Press Release
August 18, 2023

Tells econ managers to focus on reducing energy, food costs
August 18, 2023

"Wala na tayong workers. Most of our skilled workers (went) abroad. Most of our best welders and electricians are all in Saudi Arabia, the Middle East."

Senate President Juan Miguel "Migz" Zubiri made this assertion during the budget briefing of the Development Budget Coordination Committee (DBCC) on Wednesday, as he renewed his call for a P150 increase in the minimum wage that he said can help retain skilled workers in the country.

Zubiri was responding to a statement made by Finance Secretary Benjamin Diokno, indicating that a shortage of skilled workers in the country compels the government to hire Chinese workers.

"And why, your Honors, (is there a shortage)? Because to be honest, they don't feel that they can survive with the salaries that we have here in the Philippines," the Senate President said.

"I know you came out already publicly stating that you guys are against legislative wage hikes, but I'll be honest with you, Secretary, kawawang-kawawa po ang ating mga kababayan," he added.

The wage board recently approved an increase of P40 in the minimum wage of workers in Metro Manila, bringing the total to P610 a day. For the rest of the country, the minimum wage rates stayed the same.

"Ang masama pa, 'yung P40 wage hike ay sa Metro Manila lang. Sa amin sa Mindanao, it has not moved. Do you know what the daily wage earner in her (Secretary Pangandaman) province earns? P340. What can you buy with P340 for a family of five?," asked Zubiri.

"The cost of rice is the same. The cost of energy is even more expensive in Lanao del Sur. Yung Jollibee, McDonald's, pareho ang presyo nila doon at dito sa Manila. My point is, I think we also need to look into the possibility that we increase the wages of our people a bit," he continued.

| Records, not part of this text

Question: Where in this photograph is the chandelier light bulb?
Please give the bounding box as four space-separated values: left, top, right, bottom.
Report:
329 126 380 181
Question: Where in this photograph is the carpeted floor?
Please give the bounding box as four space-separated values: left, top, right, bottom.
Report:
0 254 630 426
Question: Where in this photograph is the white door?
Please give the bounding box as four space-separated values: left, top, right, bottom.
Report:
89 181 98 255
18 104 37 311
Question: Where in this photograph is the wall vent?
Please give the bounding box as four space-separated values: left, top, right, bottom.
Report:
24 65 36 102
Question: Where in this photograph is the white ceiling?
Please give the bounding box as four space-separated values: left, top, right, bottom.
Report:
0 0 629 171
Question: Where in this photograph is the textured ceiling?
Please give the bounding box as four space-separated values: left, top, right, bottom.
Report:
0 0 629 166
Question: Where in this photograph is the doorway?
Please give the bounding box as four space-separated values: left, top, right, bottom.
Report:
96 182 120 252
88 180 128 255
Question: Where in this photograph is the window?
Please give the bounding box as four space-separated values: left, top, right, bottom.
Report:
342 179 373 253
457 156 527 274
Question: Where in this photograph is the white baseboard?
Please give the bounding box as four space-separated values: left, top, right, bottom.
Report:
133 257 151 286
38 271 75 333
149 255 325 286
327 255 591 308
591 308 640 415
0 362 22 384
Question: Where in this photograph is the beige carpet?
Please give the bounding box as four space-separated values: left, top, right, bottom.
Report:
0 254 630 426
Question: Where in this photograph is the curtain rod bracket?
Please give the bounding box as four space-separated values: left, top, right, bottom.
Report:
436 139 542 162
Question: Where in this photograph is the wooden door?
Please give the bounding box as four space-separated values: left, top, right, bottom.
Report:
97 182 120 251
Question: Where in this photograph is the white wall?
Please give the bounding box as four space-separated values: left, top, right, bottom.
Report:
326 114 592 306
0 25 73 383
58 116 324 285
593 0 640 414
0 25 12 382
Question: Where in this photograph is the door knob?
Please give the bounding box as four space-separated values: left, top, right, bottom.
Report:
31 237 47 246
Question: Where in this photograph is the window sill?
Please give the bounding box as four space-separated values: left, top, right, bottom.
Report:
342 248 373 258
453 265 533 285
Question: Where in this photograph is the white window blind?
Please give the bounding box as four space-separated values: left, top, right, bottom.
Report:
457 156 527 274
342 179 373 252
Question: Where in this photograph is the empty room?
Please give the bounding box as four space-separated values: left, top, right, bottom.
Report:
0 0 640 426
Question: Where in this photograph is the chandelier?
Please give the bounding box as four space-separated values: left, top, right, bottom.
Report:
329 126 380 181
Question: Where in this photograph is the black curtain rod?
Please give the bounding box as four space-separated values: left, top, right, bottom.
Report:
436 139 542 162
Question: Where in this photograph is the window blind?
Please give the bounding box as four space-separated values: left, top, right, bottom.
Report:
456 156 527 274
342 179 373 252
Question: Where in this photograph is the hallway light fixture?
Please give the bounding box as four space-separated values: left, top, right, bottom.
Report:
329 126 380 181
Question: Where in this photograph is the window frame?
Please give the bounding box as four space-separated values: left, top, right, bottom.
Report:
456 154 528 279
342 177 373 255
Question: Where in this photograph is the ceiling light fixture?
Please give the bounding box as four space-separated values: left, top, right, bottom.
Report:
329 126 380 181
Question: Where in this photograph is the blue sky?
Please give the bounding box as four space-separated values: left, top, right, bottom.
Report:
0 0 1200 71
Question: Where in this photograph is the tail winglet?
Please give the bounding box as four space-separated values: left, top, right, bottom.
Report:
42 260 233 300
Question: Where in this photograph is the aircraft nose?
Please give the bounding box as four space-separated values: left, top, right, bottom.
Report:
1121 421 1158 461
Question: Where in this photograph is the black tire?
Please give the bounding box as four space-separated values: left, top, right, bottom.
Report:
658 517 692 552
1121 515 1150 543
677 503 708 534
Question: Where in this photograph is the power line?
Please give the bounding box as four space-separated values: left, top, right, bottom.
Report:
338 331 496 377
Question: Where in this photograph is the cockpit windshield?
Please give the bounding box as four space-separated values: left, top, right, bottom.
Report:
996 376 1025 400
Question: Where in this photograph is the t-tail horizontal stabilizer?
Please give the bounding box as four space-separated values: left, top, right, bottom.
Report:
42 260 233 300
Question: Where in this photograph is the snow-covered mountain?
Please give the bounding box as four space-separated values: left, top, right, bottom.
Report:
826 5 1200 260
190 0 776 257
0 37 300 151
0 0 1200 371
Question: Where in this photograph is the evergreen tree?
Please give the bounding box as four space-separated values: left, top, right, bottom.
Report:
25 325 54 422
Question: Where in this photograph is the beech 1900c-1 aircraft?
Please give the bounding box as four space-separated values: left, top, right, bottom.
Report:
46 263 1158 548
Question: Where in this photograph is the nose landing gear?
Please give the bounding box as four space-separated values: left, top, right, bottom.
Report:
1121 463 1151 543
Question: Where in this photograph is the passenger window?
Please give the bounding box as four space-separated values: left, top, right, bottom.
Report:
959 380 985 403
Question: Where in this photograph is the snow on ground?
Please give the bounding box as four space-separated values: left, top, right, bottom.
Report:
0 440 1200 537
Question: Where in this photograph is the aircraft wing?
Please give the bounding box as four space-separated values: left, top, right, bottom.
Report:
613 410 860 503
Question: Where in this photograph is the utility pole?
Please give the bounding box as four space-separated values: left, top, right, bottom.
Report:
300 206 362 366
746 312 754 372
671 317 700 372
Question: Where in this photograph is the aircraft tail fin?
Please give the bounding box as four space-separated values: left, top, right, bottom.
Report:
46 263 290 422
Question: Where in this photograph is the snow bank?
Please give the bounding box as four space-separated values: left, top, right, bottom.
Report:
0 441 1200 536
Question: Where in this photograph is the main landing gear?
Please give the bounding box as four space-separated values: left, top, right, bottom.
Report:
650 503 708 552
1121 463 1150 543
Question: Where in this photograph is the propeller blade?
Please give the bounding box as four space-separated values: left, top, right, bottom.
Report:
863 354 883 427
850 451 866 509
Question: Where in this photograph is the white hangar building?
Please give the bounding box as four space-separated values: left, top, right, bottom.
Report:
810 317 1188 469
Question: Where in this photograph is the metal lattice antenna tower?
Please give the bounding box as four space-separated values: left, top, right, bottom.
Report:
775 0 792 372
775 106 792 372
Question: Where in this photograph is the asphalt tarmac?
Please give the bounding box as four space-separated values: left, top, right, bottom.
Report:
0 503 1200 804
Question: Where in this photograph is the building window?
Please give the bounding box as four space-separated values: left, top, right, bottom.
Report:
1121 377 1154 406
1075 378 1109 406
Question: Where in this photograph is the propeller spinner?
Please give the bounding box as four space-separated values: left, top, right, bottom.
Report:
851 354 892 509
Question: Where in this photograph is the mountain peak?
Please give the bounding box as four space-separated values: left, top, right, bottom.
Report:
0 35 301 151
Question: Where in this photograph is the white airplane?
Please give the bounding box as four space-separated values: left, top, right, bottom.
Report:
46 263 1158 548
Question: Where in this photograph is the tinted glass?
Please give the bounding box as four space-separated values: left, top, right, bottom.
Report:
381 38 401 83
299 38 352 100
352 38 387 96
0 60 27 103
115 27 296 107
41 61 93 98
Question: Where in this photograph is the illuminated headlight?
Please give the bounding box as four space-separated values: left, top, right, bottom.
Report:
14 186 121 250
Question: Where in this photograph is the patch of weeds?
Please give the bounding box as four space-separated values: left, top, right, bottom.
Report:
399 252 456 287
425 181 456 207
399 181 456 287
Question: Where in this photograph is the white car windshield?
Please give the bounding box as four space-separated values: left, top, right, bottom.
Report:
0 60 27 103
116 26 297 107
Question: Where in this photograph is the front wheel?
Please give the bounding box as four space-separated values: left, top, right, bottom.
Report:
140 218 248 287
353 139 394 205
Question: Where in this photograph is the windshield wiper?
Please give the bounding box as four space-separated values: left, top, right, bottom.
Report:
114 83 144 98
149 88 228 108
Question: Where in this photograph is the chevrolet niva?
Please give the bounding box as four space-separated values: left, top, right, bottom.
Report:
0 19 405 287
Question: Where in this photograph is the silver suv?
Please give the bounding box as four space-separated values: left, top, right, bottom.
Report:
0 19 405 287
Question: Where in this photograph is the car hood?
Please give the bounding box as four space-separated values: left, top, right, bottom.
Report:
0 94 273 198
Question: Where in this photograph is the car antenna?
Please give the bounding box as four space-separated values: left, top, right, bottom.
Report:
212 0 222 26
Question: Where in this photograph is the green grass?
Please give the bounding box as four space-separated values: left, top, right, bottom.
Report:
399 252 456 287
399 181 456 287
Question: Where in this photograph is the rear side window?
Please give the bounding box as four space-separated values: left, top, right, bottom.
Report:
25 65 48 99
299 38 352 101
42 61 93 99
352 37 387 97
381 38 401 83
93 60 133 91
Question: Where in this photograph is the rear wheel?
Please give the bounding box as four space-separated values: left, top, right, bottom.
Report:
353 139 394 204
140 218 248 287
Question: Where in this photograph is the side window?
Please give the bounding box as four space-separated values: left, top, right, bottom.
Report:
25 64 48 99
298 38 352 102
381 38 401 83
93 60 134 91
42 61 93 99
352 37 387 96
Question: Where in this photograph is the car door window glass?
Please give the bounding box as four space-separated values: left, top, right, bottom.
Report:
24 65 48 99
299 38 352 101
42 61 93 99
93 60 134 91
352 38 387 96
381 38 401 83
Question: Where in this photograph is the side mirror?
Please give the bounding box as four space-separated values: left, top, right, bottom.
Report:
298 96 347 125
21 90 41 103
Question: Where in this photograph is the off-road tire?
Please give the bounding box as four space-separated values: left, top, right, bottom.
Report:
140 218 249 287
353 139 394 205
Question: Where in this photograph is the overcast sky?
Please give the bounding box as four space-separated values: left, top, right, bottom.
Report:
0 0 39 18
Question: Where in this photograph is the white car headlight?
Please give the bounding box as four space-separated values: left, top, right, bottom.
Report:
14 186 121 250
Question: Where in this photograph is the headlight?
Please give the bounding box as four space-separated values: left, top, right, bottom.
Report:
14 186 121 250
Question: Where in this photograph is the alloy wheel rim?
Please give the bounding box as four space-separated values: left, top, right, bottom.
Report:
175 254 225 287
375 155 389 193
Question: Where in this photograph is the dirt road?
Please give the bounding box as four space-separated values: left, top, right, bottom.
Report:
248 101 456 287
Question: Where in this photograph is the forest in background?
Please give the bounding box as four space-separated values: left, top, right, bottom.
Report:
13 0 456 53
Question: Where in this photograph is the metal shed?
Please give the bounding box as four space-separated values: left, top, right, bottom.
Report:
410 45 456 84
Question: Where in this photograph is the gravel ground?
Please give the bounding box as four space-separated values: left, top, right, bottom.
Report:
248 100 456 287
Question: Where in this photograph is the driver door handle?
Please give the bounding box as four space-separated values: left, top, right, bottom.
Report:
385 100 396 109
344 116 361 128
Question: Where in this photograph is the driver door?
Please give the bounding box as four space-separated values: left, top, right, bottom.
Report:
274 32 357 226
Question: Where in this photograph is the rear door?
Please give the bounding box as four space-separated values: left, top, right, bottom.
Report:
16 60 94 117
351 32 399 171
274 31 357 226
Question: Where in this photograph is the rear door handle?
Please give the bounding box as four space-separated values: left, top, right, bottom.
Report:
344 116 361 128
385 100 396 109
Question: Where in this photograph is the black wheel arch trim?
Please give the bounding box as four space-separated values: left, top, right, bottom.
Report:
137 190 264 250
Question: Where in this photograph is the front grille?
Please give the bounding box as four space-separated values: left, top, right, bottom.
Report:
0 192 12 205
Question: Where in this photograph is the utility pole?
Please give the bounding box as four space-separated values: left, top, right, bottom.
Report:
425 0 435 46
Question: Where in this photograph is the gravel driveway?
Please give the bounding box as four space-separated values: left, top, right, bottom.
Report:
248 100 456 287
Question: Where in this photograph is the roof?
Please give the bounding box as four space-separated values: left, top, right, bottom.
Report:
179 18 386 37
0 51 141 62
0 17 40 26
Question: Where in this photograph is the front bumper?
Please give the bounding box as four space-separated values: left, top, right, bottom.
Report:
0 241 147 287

While Zubiri acknowledged Diokno's concern that raising minimum wages will have an adverse effect on inflation, this can be addressed by focusing efforts on reducing energy and food costs.

"What we need to focus on is our energy sector, which is the most expensive. Isa tayo sa pinakamahal. Kaya lahat ng investors, unang-una ang tanong nila, bakit ang mahal ng kuryente mo? Yan ang kailangan nating pababain, ang food cost and electricity cost," he said.

The senator from Bukidnon said that large conglomerates that have registered huge net incomes such as JG Summit (P9.5 billion, first half of 2023); Ayala Corp., up by 55%; Philippine Airlines, P13.6 billion record net income; and Megaworld, surging by 71% in the first half of 2023, can all afford to pay an increase in minimum wage.

"I hope that you can agree that maybe we can find a number that is acceptable because I've spoken to Frederick Go, I've spoken to Megaworld Kevin Tan, I've spoken to a lot of the Taipans and they've said kaya nila. Pwede, pwede," Zubiri stated.

"Pero ang ating mga workers, Mr. Secretary, are in the rut. Can we give them a bit of a fighting chance? I truly believe if you put in the effort to help our workers, we will have more productivity and maybe we can entice more of them (skilled workers abroad) to come home," Zubiri said.

The Senate President also said that in his discussions with American companies who wanted to invest in the Philippines, he bared they were appalled to learn about the wage rates in the country and that they want to come here and pay Filipinos decent wages.

With the present minimum wage rates, he told Diokno that they will really find it difficult to find skilled workers for infrastructure projects of the government because "they're comfortably located abroad."

"The lack of quality jobs is also because of the lack of quality skilled workers that we have. They are all leaving. The diaspora that we're seeing now is because of the low wages, and I'm not talking about minimum wage. Dapat pati yung middle income dagdagan din sila," he continued.

"You can ask Senator Joel who used to be head of TESDA. Right now, all the graduates of TESDA training sites are applying for passports and they're applying abroad. That's the long and short of it. We will not have jobs. And that's why our population of overseas workers is growing by the thousands every week," Zubiri said.